Monday, August 31, 2009 7:08:51 PM
march was not a good month for me, to put it lightly.
i had returned abruptly from an overambitious trip to mexico which ultimately defied my expectations, to discover winter still gripping each end of each day, idle and blurred and halfhearted. having no place in particular to go or be, i spent three weeks bouncing between hotels and hostels and the cold nostalgia of michigan, fragments of other people's homes. a relationship in which i had invested all of my energy and will and life was wretchedly dissolving, and i had no one and nothing to turn to in my despair, to my fault. i gave up on household chores, hating my temporary dwelling. smoked a lot of pot, needing sleep. wept on my bike and in lines and any time i found myself alone. at last, with the encouragement of my mother who had received a frightening email confessing my poetic wondering for suicide, i eventually made an effort for my own renewal and scheduled appointments with five therapists in one week.
i liked each one, and considered their questions and suggestions with important scrutiny. one of them wanted to know everything about my mother. another asked about my father. someone else spoke most of the time, spouting advice and explanations and eastern proverbs. i wasn't fond of him.
and after declaring all of my sorrow and suffering and woe, shifting in my chair and rolling my kleenex into a thousand shards of lint, one of the therapists asked pointedly: "so what are you committed to?"
i chose her.
and you have asked me. what are your commitments? and again, i paused, combing my complete past for answers. how can i not know? the question is about my love, my ideals, my life of course. what do i want on this journey? what will i ground myself in, and return to when i am lost or stuck or withdrawn? what do i want my partner to hold me accountable to? how shall i expect to grow?
these days are different now, i think. i'm trying to be a better person because i do not feel i have acted like one in much that i have done. i have quit jobs, deserting children and dear colleagues without delay. stolen people's wives, abandon all my family and friends. i have considered karma, the cosmic nature of the condition of my life, and thought on this (which was sent to me):
"The first Saturn Return is famous because it represents the first test of character and the structures a person has built their lives upon.

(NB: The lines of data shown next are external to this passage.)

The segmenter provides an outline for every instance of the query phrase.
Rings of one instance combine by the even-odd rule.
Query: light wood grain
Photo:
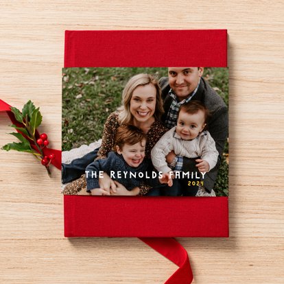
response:
[[[56,149],[65,29],[228,29],[230,237],[178,240],[196,283],[283,283],[283,1],[1,1],[0,14],[0,97],[40,106]],[[0,114],[1,145],[10,124]],[[0,155],[1,283],[162,283],[176,270],[137,239],[64,238],[59,171]]]

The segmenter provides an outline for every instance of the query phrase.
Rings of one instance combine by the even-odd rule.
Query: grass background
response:
[[[62,151],[102,138],[108,115],[121,105],[127,81],[135,74],[148,73],[157,78],[167,75],[167,68],[67,68],[62,71]],[[206,68],[203,77],[228,103],[228,70]],[[218,196],[228,196],[228,147],[214,187]]]

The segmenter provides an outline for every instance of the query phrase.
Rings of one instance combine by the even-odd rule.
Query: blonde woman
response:
[[[141,129],[147,136],[145,157],[150,158],[151,150],[160,138],[167,131],[161,122],[163,113],[161,88],[156,80],[149,74],[138,74],[127,82],[122,93],[122,106],[111,113],[104,128],[102,145],[99,149],[77,159],[69,165],[62,164],[62,182],[66,183],[84,173],[88,164],[95,159],[107,157],[112,150],[117,128],[121,125],[133,125]],[[121,185],[113,181],[106,174],[99,179],[104,189],[111,191],[113,195],[129,195]],[[86,187],[84,176],[68,185],[64,194],[76,194]],[[150,187],[141,185],[130,191],[130,195],[145,195]]]

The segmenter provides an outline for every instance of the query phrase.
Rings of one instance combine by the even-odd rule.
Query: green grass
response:
[[[121,105],[123,86],[130,77],[148,73],[160,78],[167,76],[167,69],[67,68],[62,72],[62,151],[67,151],[102,138],[104,122]],[[207,68],[203,77],[228,105],[228,69]],[[225,152],[228,153],[227,145]],[[218,196],[228,196],[225,160],[215,189]]]

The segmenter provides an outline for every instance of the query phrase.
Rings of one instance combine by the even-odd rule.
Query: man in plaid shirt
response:
[[[175,126],[180,106],[191,99],[201,101],[210,110],[211,117],[208,123],[208,130],[213,138],[219,152],[216,166],[206,173],[204,180],[206,191],[211,193],[228,137],[228,109],[221,97],[202,78],[203,71],[203,67],[168,68],[169,77],[160,80],[165,108],[162,121],[165,121],[168,128]],[[169,153],[167,157],[167,162],[176,171],[196,171],[195,160],[177,156],[174,152]],[[195,195],[194,193],[193,195]]]

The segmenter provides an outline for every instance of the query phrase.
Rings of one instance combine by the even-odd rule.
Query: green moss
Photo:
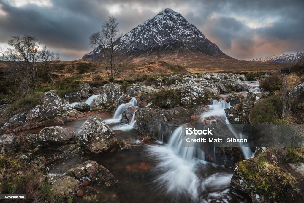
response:
[[[252,123],[283,122],[279,118],[282,114],[282,102],[279,97],[275,96],[258,101],[250,111],[250,117]]]
[[[275,74],[267,76],[260,83],[260,87],[270,92],[280,89],[282,83],[278,76]]]
[[[175,90],[162,89],[151,97],[152,105],[159,107],[172,108],[181,103],[179,96]]]
[[[258,194],[279,200],[288,190],[296,189],[297,182],[288,171],[270,163],[265,155],[261,152],[254,159],[238,162],[238,169],[248,185],[255,185]]]
[[[120,91],[122,92],[125,92],[127,87],[131,86],[131,84],[126,81],[124,81],[122,84],[120,86]]]
[[[80,90],[80,78],[75,77],[66,78],[56,84],[57,94],[61,97],[68,93]]]
[[[247,78],[247,80],[248,81],[254,81],[254,78],[257,76],[255,74],[253,73],[248,73],[246,75],[246,77]]]
[[[288,147],[286,149],[286,159],[288,162],[304,163],[304,147]]]

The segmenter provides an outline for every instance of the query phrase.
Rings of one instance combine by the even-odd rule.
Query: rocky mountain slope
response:
[[[133,58],[187,53],[232,58],[211,42],[193,24],[181,14],[166,9],[156,16],[133,28],[116,42],[115,49]],[[100,60],[97,48],[83,56],[83,60]]]
[[[267,61],[272,63],[288,63],[289,61],[297,60],[298,56],[296,54],[282,54],[273,55],[271,56],[267,56],[253,59],[251,61]]]

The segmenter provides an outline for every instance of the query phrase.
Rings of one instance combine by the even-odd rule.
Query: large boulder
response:
[[[69,172],[72,173],[78,179],[88,177],[93,182],[104,184],[108,186],[118,182],[109,170],[92,160],[78,164],[69,170],[68,172]]]
[[[181,98],[181,105],[186,107],[200,105],[220,92],[218,89],[205,87],[200,83],[173,88]]]
[[[292,89],[289,95],[293,97],[304,97],[304,82]]]
[[[171,134],[181,124],[173,117],[185,111],[181,107],[168,110],[159,108],[144,108],[135,112],[138,130],[143,135],[166,142]]]
[[[24,125],[26,121],[26,114],[25,113],[16,114],[11,117],[9,121],[4,124],[5,127],[16,127]]]
[[[242,103],[247,96],[247,93],[244,92],[233,92],[228,97],[227,100],[231,105],[234,105]]]
[[[230,92],[249,90],[249,86],[248,85],[240,80],[237,78],[223,80],[218,82],[223,85]]]
[[[74,106],[74,109],[78,111],[84,112],[90,110],[90,106],[85,102],[75,104]]]
[[[74,132],[60,126],[45,127],[37,137],[39,142],[44,144],[64,145],[74,138]]]
[[[159,90],[159,89],[144,85],[140,82],[137,82],[127,87],[126,89],[126,94],[128,96],[133,97],[145,94],[153,93]]]
[[[202,148],[205,152],[206,160],[219,165],[232,167],[244,159],[242,151],[238,147]]]
[[[75,134],[94,153],[115,148],[119,144],[115,134],[108,125],[96,116],[89,118],[77,129]]]
[[[27,121],[34,123],[51,119],[60,115],[60,108],[50,104],[39,104],[30,110],[26,115]]]
[[[233,104],[225,110],[228,120],[231,123],[249,123],[249,112],[254,105],[257,97],[254,93],[249,92],[244,100],[238,97],[240,103]]]
[[[97,94],[102,94],[103,93],[103,89],[102,87],[92,87],[90,89],[90,94],[92,95]]]
[[[95,105],[99,106],[106,106],[109,102],[114,103],[115,101],[122,97],[122,93],[120,86],[117,84],[106,84],[102,87],[103,94],[98,96],[95,100]]]
[[[52,185],[52,190],[56,194],[67,197],[78,189],[79,181],[68,176],[49,173],[47,182]]]
[[[64,99],[71,102],[79,102],[82,99],[86,99],[90,94],[90,85],[87,82],[79,83],[79,91],[67,93],[64,95]]]

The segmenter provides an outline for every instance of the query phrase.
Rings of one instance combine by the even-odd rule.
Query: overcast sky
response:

According to traditions, should these structures be unsound or that a person is living out of touch with his or her true values, the Saturn Return will be a time of upheaval and limitations as Saturn forces him or her to jettison old concepts and worn out patterns of living. It is not uncommon for relationships and jobs to end during this time of life restructuring and reevaluation."
yes, a test of character and foundational values. a time of upheaval and strife. but i wasn't raised religiously; i have nothing prescribed to invest in. i haven't practiced specifics, defended my choices with essential convictions.
but, of course i have. it isn't so complicated, is it? we all act out of our own assumptions and beliefs whether we have named them or not. and we know when we have been true to ourselves and when we haven't, if we have any grasp of intuition.
what does my intuition want for me?
i once wrote a paper for school in which we were asked to define our "mantras" as teachers; what would we describe to our students mattered most? how would we rationalize our most vital learning? the professor explained how interesting the diversity of teacher mantras had been in each of his classes. some students have teachers who insist that organization and accuracy matters most; others defend curiosity and inquiry. some believed most in expeditionary and experiential learning, and others strive for the illusive mark of "rigor" and "excellence".
in believing that a true education is self-actualizing and contemplative, my mantra became "engage, reflect, transform". and although it was only a first effort and will likely develop alongside me, it was an eager attempt to merge school learning with life learning, my ultimate goal. authenticity. intentionality. truth.
i guess my point is that we are all on a trajectory of growth, and this is what i think it may look like. engagement with experience, reflection on it's meaning, transformation as a result. i want to welcome and witness my own growth. i want to be willing to evolve. to me, that is the most important thing: a willingness to respond to our own learning. to grow. to become more patient, more compassionate, more understanding, more thoughtful, more open, more reflective, more alive, more loving. more at peace. more connected. more human.
not perfect.
no, not perfect.
not even better, in the way that whoever we are in this moment is some failing of our selves, some fraction of what we could hope for, no. not in the way that we are less than what we should expect, inviting shame or diminishment. but only in the manner of acknowledging that we are becoming more whole.
but there is no absolute destination. i don't really believe in enlightenment.
there is something about love in all of this; the path is not a calculated process of self-improvement, but must fundamentally require the ability to love.
yes, love. what is love?
you have asked me, another question like a face at the window.
what do we do when we love ourselves, and each other?